To maintain agility and deep expertise at scale, Andreessen Horowitz restructured into independent, specialized teams for sectors like bio, crypto, and AI. Each sub-team operates like the original firm, preventing large, unproductive group decisions and enabling focused expertise.
In fields like finance, communities with strong internal communication and vested interests make better long-term decisions than purely quantitative models. The group's "shared wisdom" provides a broader, more contextual view of risks and opportunities that myopic mathematical approaches often miss.
The firm avoids the pitfalls of scale by organizing into small, autonomous investment groups (e.g., crypto, infra). This design, inspired by early Hewlett-Packard, provides the speed of a small team with the power of a large institution's brand and capital.
Unlike committees, where partners might "sell" each other on a deal, a single decision-maker model tests true conviction. If a General Partner proceeds with an investment despite negative feedback from the partnership, it demonstrates their unwavering belief, leading to more intellectually honest decisions.
Horowitz's steelman argument for small VC firms is that most firm structures are incompatible with scale. Partnerships with shared control can't make the hard decisions needed to reorganize. Furthermore, a single investment committee with 20 people destroys the candid, truth-seeking conversation essential for good investing.
The concept of Dunbar's Number, which posits a cognitive limit of about 150 stable social relationships, is not just theoretical. Companies actively use this principle to cap the size of working groups and even entire facilities to keep communication efficient and prevent the growth of stifling bureaucracy.
To maintain agility while scaling, A16Z models itself after the original Hewlett-Packard, operating as a series of small, autonomous groups (e.g., crypto, infra).

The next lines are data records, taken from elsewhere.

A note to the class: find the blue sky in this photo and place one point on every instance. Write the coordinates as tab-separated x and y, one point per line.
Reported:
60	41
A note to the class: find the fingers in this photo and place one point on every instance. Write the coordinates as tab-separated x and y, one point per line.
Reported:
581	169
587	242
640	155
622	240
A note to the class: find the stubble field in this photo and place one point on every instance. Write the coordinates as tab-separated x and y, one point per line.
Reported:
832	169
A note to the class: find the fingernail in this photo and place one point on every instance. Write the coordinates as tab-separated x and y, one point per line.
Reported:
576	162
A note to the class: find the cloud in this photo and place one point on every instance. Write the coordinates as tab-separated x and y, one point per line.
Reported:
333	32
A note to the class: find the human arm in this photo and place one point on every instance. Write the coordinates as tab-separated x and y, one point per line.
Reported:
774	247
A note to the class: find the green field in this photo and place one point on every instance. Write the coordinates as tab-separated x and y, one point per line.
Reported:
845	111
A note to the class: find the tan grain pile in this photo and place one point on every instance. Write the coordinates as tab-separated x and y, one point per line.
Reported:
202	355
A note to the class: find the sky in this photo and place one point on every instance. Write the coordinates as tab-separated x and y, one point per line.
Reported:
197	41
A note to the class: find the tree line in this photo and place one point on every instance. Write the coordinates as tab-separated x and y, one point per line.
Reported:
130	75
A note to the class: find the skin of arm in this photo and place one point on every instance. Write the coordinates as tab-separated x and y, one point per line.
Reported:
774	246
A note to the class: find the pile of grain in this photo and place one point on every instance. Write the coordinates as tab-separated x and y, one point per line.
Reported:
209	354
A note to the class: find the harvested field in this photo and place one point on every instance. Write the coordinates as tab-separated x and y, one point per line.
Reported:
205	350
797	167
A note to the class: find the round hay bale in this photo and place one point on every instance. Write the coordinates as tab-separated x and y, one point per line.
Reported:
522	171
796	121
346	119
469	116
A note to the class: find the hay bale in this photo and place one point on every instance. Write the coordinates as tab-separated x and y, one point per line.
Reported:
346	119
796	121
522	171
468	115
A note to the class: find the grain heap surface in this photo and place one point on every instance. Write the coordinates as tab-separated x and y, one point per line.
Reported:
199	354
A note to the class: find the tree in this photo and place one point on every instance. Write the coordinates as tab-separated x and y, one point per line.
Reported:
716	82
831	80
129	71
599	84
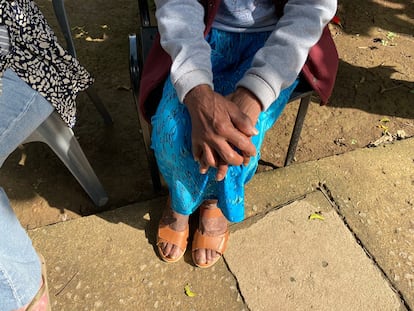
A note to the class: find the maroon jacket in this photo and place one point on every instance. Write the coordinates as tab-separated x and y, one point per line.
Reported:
319	70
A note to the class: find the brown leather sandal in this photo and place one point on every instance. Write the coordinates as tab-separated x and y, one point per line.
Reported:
168	235
217	243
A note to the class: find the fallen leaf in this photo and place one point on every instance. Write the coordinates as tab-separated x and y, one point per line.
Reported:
337	21
90	39
188	291
317	215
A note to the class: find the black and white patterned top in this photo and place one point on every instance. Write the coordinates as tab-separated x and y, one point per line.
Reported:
37	58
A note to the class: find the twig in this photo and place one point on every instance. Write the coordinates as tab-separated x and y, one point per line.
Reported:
67	283
383	89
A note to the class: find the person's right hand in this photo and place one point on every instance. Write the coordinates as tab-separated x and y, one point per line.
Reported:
219	127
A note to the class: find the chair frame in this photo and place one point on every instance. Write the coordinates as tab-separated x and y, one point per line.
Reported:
60	138
142	42
60	13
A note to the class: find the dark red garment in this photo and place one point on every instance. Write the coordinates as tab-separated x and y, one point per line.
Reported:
319	70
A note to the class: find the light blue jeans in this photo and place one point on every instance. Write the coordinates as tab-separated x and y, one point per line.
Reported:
22	110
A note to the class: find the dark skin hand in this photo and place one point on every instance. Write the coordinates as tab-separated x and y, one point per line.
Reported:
221	124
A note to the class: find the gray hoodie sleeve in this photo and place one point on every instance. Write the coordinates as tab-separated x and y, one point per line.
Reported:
279	62
274	67
181	26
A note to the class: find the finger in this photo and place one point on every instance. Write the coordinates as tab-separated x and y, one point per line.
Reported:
221	171
209	157
244	124
227	153
236	138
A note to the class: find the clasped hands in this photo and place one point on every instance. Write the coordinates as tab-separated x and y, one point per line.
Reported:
222	127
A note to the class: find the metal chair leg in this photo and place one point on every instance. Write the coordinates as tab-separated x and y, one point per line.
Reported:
60	12
300	118
145	127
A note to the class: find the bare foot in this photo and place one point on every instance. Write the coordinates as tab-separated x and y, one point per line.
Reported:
211	227
178	223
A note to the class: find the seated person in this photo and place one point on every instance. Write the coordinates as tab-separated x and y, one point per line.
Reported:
214	82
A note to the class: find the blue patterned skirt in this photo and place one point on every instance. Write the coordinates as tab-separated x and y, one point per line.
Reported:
231	56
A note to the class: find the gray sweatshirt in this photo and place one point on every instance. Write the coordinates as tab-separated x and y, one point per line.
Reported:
274	67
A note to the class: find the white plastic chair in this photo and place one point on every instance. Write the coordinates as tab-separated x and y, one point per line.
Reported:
60	138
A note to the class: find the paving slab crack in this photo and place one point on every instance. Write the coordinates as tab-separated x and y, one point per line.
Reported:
324	189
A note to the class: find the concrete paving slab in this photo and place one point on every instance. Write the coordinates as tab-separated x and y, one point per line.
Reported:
107	262
374	189
292	263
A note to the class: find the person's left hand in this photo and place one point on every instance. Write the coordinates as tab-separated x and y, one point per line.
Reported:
249	105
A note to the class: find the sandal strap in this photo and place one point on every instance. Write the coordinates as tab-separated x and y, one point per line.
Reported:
168	235
217	243
210	212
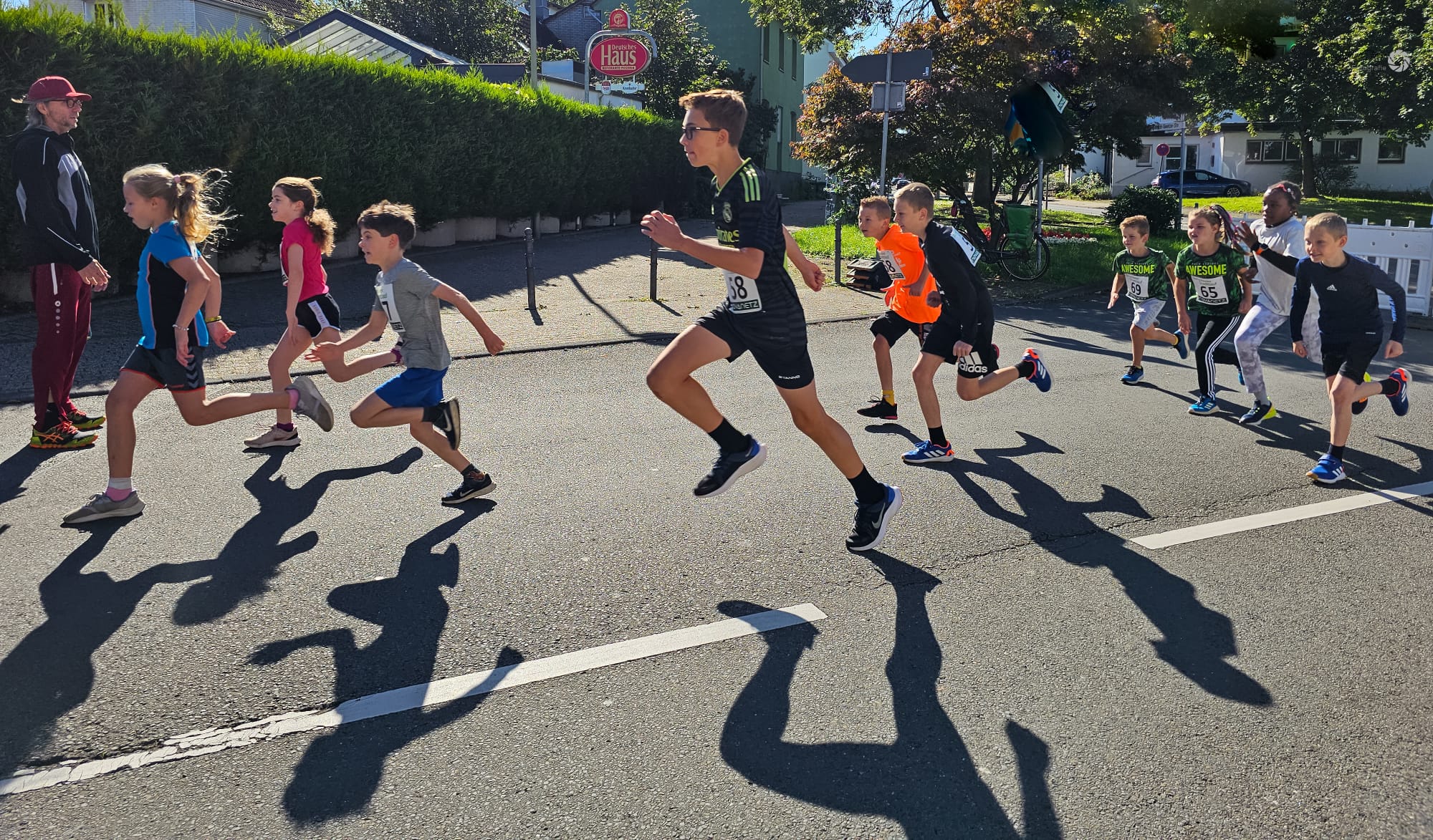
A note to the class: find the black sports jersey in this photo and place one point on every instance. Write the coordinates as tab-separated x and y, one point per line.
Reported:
964	294
749	216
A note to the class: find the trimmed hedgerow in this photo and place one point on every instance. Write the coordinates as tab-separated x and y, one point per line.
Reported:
449	145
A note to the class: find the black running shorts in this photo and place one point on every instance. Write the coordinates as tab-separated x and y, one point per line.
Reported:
163	367
984	356
777	344
1352	359
892	326
317	314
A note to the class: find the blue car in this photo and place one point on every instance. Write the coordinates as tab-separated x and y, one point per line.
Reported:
1202	183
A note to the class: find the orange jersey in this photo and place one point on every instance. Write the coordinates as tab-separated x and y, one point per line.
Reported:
905	261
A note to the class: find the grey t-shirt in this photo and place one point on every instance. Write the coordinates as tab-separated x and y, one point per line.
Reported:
405	294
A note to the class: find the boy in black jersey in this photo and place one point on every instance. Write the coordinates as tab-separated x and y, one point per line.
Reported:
762	314
1351	326
962	333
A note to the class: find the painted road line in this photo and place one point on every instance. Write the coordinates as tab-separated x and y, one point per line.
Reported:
1173	538
217	740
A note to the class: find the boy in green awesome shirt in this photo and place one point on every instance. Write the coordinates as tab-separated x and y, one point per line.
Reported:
1149	276
1222	294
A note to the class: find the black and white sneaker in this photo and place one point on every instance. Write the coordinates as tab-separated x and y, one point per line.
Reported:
732	466
872	521
471	489
449	422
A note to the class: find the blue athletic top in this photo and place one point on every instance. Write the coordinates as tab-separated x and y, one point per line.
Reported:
161	290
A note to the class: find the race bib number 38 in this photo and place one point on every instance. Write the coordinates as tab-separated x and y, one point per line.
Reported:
743	294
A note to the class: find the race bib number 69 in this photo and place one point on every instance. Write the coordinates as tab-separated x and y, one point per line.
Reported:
743	294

This structure blends the power and resources of a large organization with the speed and ownership of a small one.
To combat communication breakdown at scale, Capital Group deliberately disaggregated its equity team into three distinct, firewalled units of about 100 professionals each. This ensures investment discussions remain intimate and effective despite massive firm-wide AUM, forcing them to "stay small."
Research shows task performance peaks in groups of three to seven people. However, team members themselves feel groups are "just right" when they have four or five members. This provides a clear, data-backed guideline for composing effective teams and avoiding oversized, unproductive meetings.